The Reserve Bank of Australia (RBA) has released its statement on monetary policy following its decision to hold the official cash rate at 1.5 per cent despite expectations of a cut.
The central bank has downgraded its forecasts for GDP growth to 2.75 per cent, down 75bps from 3.5 per cent six months prior.
Projections for inflation growth have also been revised, down 50bps, from 2.25 per cent to 1.75 per cent.
According to AMP’s chief economist, Shane Oliver, the downgrade signals a significant shift in the RBA’s outlook, with the statement reflecting an “implicit easing bias”.
“It would be wrong to interpret this month’s inaction as a sign that rate cuts are not on the way,” he said.

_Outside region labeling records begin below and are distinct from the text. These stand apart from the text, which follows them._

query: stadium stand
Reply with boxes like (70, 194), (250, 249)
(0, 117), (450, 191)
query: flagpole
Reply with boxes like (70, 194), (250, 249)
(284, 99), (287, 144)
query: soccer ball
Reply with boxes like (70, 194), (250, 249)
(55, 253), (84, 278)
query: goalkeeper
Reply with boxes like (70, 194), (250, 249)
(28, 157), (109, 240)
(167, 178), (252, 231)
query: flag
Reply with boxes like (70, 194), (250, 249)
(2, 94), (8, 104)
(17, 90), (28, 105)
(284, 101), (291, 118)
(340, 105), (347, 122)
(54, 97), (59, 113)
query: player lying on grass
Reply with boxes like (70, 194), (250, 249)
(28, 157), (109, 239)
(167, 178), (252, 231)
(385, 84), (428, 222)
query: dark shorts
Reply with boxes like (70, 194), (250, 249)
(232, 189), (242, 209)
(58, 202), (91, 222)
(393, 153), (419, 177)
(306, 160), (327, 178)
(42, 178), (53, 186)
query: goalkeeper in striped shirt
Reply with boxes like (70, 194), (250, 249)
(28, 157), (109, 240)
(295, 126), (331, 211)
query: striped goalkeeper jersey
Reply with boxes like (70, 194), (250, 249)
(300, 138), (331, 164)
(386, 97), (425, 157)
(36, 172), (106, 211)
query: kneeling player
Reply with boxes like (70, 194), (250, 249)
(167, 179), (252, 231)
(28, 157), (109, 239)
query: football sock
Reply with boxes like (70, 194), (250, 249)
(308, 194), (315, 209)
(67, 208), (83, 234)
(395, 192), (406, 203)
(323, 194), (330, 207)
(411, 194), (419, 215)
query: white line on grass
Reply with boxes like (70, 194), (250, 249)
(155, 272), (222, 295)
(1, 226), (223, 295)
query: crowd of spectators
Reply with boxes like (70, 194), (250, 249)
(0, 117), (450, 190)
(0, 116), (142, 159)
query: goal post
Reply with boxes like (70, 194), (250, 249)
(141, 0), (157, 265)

Mr Oliver added: “[The] RBA has effectively lowered its hurdle for a rate cut to be the absence of a further decline in unemployment, from being a rise in unemployment.”
The Reserve Bank of New Zealand (RBNZ) has already moved to cut rates, dropping the cash rate for the first time since November 2016.
Weaker than expected economic growth, subdued inflation data and softening housing market conditions were cited by RBNZ as drivers of its decision, mirroring conditions in the Australian economy.
Mr Oliver said he believes the RBA was deterred from cutting the cash rate by the current political environment.
“The RBA’s desire to avoid the politicisation of interest rates and the political spin that would have been put on a rate cut probably played a big role in the decision to hold in May – not that they would admit to that,” he said.
Mr Oliver is expecting the RBA to make its move in June, which he said would be predominately driven by inflation trends.
“The basic problem for the RBA remains that inflation has been undershooting its forecasts and the 2-3 per cent target for around five years now,” he said.
“The longer this persists, the more it will lose credibility, seeing low inflation expectations become entrenched and risking a slide into deflation in the next economic downturn.”